И ведь извиняют. Ругаются, но держат бережно. Очень они странные.
Глупо-то как. Думал, страшно будет, а нет. Только тошно очень. А этого, черного, отпустили. Счастливчик. Но дурак. Нет бы бежать колбасу отыскивать – рядом цокает, блаженный. А может, шок.
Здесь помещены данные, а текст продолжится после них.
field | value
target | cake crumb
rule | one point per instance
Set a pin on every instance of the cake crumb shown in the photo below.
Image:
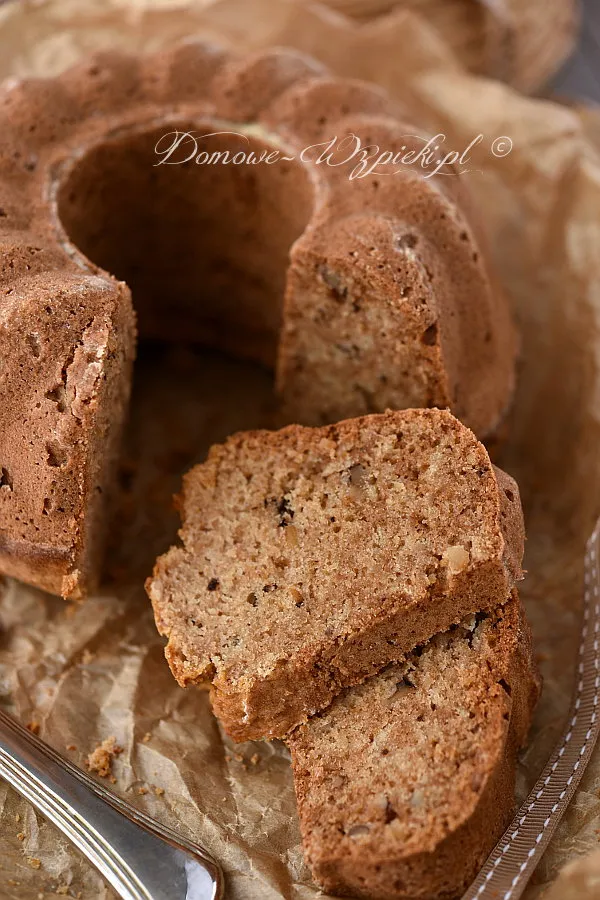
(100, 760)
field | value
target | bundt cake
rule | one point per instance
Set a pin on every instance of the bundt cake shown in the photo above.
(310, 558)
(406, 782)
(385, 299)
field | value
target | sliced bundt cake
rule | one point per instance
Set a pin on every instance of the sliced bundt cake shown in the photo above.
(406, 782)
(311, 557)
(125, 174)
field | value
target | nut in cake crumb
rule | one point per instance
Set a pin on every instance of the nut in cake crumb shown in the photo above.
(456, 558)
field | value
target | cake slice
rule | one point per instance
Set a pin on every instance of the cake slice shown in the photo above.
(312, 557)
(406, 783)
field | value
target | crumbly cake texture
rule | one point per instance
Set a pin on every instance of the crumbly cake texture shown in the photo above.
(406, 782)
(312, 557)
(388, 297)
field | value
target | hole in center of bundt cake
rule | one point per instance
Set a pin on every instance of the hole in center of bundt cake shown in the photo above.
(204, 245)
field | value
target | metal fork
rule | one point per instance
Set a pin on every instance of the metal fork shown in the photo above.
(140, 858)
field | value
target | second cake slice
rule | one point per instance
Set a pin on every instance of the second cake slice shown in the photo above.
(312, 557)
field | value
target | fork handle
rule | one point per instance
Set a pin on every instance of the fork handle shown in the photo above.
(141, 859)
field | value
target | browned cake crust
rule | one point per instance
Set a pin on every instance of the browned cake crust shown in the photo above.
(388, 298)
(406, 782)
(313, 557)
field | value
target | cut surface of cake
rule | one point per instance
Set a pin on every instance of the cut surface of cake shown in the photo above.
(311, 557)
(406, 782)
(361, 293)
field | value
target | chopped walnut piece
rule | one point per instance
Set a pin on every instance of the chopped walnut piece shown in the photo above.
(456, 558)
(100, 760)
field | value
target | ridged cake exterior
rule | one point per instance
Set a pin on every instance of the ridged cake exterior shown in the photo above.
(388, 300)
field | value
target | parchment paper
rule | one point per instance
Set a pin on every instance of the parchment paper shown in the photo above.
(84, 673)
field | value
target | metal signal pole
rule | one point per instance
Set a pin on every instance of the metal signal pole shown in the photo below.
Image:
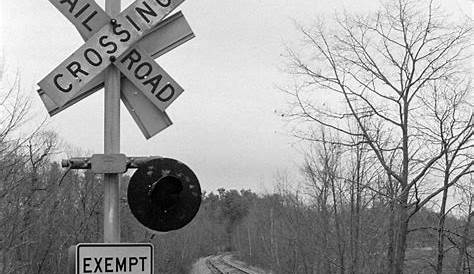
(112, 142)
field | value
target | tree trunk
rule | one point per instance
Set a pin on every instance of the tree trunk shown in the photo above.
(442, 218)
(402, 233)
(465, 239)
(340, 243)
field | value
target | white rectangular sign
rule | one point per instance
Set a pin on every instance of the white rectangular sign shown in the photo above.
(114, 258)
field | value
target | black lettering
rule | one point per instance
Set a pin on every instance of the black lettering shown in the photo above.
(97, 264)
(148, 69)
(86, 265)
(130, 263)
(165, 4)
(143, 262)
(84, 23)
(72, 4)
(108, 44)
(134, 57)
(97, 56)
(154, 82)
(75, 70)
(56, 77)
(133, 23)
(148, 11)
(121, 265)
(108, 262)
(116, 31)
(83, 9)
(167, 86)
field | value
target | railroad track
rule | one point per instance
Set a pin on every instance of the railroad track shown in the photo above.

Никогда вверх лапами не ходил. Не получалось как-то. А жаль. Вот же он, прямо перед глазами. Уходит в небо отвесными стенами, сверкает там золотыми луковицами… А может, и впрямь, слезы. И пахнет, главное, чистотой, богатством и теплым хлебом. Ах, как пахнет! Рай песий. Но не успел. Быстрее надо было бежать. А теперь нам в другую сторону.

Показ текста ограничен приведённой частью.